Nestes termos e com os fundamentos expostos, o tribunal julga procedente a excepção de caducidade do direito de acção, e, em consequência, declara extinto o direito que as autoras AA, (...) pretendiam exercer e absolve do pedia a Ré Laboratórios CC, Ld. (...) "- S) da MA resp. 14° da BI. 19. A autora, representada pela Ré interpôs recurso da decisão que julgou improcedente a invocação de justo impedimento e que julgou procedente a excepção de caducidade para o Tribunal da Relação de Lisboa, tendo para o efeito apresentado as alegações que constituem fls. 58 a 60 (agravo) e fls. 65 e 66 (apelação) - T) da MA resp. 14a da BI. 20.No referido Tribunal ambos os recursos foram julgados improcedentes pelo Acórdão que constitui fls. 67 a 78, de 24 de Setembro de 2008, que, dada a sua extensão, aqui se dá integralmente por reproduzido - U) da MA resp. 14° da BI.
21. No referido Acórdão e em sede de fundamentos de facto foi consignado: " …

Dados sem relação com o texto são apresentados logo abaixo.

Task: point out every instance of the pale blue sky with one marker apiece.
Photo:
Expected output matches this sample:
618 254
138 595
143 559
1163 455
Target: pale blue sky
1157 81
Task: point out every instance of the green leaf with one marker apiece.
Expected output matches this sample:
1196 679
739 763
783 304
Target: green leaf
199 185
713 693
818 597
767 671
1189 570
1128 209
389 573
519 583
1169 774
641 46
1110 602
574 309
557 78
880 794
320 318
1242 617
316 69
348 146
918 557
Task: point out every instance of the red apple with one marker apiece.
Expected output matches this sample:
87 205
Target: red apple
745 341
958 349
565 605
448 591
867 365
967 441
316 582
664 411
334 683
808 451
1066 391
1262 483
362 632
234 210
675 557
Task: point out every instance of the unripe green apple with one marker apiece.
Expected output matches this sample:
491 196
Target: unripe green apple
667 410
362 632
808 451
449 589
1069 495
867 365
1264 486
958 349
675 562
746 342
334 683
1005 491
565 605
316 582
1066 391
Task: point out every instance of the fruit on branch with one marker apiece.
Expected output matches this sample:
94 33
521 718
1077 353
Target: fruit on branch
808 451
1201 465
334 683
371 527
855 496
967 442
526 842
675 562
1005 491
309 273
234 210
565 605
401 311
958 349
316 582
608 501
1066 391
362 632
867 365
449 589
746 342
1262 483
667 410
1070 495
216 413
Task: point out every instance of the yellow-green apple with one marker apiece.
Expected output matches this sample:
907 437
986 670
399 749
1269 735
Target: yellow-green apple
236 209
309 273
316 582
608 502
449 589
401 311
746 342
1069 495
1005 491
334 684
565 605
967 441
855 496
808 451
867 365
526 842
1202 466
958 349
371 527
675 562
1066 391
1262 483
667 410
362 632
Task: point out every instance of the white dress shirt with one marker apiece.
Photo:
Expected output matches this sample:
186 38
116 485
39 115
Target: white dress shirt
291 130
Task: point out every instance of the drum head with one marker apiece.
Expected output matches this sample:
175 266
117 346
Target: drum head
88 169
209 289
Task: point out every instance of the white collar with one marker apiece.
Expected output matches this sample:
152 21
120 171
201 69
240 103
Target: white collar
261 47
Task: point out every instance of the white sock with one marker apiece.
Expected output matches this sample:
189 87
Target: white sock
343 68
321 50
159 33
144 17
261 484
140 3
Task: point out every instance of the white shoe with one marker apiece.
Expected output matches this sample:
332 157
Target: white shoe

7. Em 23/10/200/, as AA intentaram a presente acção de impugnação de despedimento colectivo. 8. Em 30/10/2007. a mandatária das AA requereu a verificação de justo impedimento, alegando que só instaurou a acção naquela data, por ter estado afectada de doença prolongada, desde o início do ano de 2007, e acamada e totalmente impossibilitada, desde 27/09/2007 a 24/10/2007" - V) 1 da MA - verifica-se agora que existem dois factos numerados com a alínea V) - este e o seguinte -pelo que o facto seguinte será numerado por V) I - e resp. 14° da BI. Vejamos porquê: Decorre, claramente, do art. 146", n." 2 CPC, a obrigação da parte requerer a prática extemporânea do acto, alegando e provando o justo impedimento, logo que cesse a causa impeditiva. Tendo o direito de impugnar judicialmente o despedimento, por parte da Autora AA, caducado 15 dias antes de se iniciar a alegada causa impeditiva da propositura da acção e tendo, em relação às demais AA., o incidente de justo impedimento sido deduzido extemporaneamente (sete ou oito dias após a cessação do evento), tornou-se inútil a apreciação do fundamento nele invocado. De qualquer formai, sempre se dirá que, em manifesta contradição com o que as recorrentes afirmam na sua alegação de recurso, foi a sua mandatária que afirmou expressamente, no artigo 3" do requerimento de fls. 16, que a causa impeditiva da propositura atempada da acção judiciai cessou, em 24 de Outubro de 2007, pelo que não tendo sido invocada a existência de erro ou lapso na indicação dessa data e tendo a petição inicial sido apresentada em juízo em 23 de Outubro de 2007 - portanto, em data anterior à cessação do alegado evento impeditivo - isso significa que, afinal, não existiu justo e verdadeiro impedimento para a prorrogação do prazo peremptório. Por outro lado, foi a própria mandatária das recorrentes que alegou sofrer de doença prolongada, desde o início de 2007, pelo que não se pode caracterizar como evento imprevisível, não o sendo, por si só, o facto de ter estado impedida de ausentar do seu domicilio, facto que atenta a natureza da doença não é manifestamente imprevisível, já que em doenças deste cariz não pode estar fora de cogitação o impedimento de trabalhar mesmo por força de crises em determinados períodos que agravam o estado geral, de forma que não pode considerar-se que tenha ocorrido um evento independente da vontade da mandatária das recorrentes que o dever de cuidado e diligência normal não pudesse fazer prever.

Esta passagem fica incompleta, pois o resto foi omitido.